This Repo contains my scripts for the EEL 6825: Pattern Recogntion Spring 2021 Course.

Papers

Features

  • ☑ Balanced Sampler

  • ☑ Mixed Precision

  • ☑ Gradient Accumulation

  • ☑ Optimum Learning Rate Finder [LR Finder Suggestion is terrible. I just observed the learning rate at which loss starts to diverge and set learning_rate = learning rate at diverging loss/100. No particular intention behind it.]

  • ☑ TTA

Resources

Can be useful

How to run

  • Run git clone https://github.com/tahsin314/Diabetic_Retinopathy-Detection-Pattern-Recognition-Course-Project
  • Run conda env create -f environment.yml
  • Run train.py. Change parameters according to your preferences from the dr_config.ini file before training.
  • dr_config parameters:
    n_fold = Total number of folds
    fold = fold that you want to keep as your validation set
    SEED = Seed value. This value will be use for random initialization
    batch_size 
    sz = Image Dimension
    learning_rate 
    patience = patience for Learning Rate Scheduler
    accum_step = Gradient Accumulation steps 
    num_class = If regression, it should be 1 otherwise 5
    gpu_ids = GPUs to use
    mixed_precision 
    target_type = Regression, Classification or Ordinal Regression
    pretrained_model = model name
    model_type = Normal, TripletAttention, CBAttention
    cam_layer_name = Class Activation Mapping Layer
    model_dir = Directory where models will be saved
    distributed_backend = None, dp or ddp. Currently ddp does not work
    mode = train or lr_finder
    load_model = 0 if False else 1
    imagenet_stats = mean and standard deviation of imagenet data
    crop = False if 0 i.e, circle crop won't be applied 
    ben_color = Ben Graham's preprocessing technique. True if set to 1
    n_epochs = number of epochs to train
    TTA = Test Time Augmentation
    balanced_sampler 
    data_dir 
    image_path 
    test_image_path 
    

One important thing about EfficientNet

EfficientNet's are designed to take in to account input image dimensions.

So if you want to squeeze every last droplet from your model make sure to use same image resolutions as described below:

Efficientnet-B0 : 224
Efficientnet-B1 : 240
Efficientnet-B2 : 260
Efficientnet-B3 : 300
Efficientnet-B4 : 380
Efficientnet-B5 : 456
Efficientnet-B6 : 528
Efficientnet-B7 : 600

Issues

  • Currently muli gpu training only works with distributed_backend='dp'. However, Stochastic Weight Averaging breaks it.
  • distributed_backend='dp' also fails to gather data from multiple GPUs and returns predictions and labels with shape (batch_num, ) where it is supposed to return data with shape (num_samples, ) (num_samples ≈ num_batches * batch_size). This is probably a pytorch-lightning bug.

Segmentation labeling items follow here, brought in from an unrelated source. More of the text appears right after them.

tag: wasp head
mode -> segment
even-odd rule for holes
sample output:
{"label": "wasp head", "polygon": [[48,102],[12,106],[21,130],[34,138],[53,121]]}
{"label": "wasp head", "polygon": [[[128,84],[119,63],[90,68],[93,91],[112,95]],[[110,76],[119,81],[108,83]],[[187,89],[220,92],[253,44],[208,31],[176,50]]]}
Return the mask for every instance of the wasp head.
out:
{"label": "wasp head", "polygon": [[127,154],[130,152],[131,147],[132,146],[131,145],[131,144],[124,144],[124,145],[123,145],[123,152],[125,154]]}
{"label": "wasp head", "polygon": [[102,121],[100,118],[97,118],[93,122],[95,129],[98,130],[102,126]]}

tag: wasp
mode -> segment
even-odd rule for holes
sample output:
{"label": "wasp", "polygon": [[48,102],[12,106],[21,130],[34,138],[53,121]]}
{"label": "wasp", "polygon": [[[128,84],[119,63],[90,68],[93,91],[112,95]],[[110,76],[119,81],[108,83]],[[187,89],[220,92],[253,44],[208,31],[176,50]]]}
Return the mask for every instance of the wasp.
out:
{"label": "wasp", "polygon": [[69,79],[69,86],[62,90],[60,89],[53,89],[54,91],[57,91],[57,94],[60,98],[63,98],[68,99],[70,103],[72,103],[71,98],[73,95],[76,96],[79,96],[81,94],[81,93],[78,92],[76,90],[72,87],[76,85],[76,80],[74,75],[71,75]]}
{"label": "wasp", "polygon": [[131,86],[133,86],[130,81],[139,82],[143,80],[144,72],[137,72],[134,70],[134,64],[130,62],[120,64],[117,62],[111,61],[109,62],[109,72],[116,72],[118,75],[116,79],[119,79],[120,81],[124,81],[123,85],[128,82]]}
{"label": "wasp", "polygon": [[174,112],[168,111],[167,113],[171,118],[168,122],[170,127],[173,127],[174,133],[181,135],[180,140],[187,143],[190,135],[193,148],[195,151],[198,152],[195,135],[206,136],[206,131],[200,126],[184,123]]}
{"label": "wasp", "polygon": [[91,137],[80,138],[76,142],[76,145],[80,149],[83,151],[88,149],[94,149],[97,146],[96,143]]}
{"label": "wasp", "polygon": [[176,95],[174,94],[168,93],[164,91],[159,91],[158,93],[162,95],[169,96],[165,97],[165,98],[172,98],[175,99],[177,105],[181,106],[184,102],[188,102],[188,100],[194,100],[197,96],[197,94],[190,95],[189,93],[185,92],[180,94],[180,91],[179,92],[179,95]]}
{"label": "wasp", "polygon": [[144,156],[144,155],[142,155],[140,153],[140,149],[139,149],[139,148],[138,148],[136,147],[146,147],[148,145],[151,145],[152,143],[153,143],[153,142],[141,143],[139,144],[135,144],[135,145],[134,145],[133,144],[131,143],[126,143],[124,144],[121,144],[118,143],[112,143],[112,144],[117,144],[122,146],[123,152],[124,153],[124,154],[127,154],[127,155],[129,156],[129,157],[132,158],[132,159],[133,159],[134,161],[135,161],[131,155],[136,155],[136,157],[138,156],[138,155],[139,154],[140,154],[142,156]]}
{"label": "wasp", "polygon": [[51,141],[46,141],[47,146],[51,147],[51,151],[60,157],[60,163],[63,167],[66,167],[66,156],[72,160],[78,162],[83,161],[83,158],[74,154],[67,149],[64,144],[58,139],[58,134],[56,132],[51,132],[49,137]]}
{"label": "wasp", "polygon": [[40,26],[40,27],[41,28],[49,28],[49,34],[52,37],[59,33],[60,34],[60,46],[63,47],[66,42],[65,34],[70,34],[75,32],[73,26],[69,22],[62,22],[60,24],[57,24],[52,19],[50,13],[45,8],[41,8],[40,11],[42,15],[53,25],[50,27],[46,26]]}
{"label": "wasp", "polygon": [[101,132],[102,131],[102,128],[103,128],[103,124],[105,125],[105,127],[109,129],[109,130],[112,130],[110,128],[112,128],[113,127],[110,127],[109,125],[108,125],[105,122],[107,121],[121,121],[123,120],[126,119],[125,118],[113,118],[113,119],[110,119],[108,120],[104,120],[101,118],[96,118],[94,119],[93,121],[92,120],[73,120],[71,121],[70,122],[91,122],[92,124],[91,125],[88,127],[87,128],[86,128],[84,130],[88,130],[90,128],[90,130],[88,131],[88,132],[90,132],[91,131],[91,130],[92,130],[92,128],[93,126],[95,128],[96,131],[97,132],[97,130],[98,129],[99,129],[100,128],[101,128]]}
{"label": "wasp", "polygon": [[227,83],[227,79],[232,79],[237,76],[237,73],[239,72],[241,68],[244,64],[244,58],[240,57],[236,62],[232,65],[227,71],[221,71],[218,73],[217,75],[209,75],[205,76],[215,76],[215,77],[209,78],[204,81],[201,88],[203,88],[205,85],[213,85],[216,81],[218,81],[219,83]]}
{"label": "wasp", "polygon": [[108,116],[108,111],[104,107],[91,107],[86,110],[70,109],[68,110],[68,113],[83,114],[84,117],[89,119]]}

It is advised to comment out distributed_backend='dp' and training on single GPU at this moment.

Alternative: Try running inference on test data on single GPU or set batch_size=1 during test.

Update [20/04/2021]

Added an ugly hack for gathering predictions and labels with distributed_backend='dp'. Now data can be gathered from multiple GPUs. Hope that pytorch-Lightning will fix their gather issue.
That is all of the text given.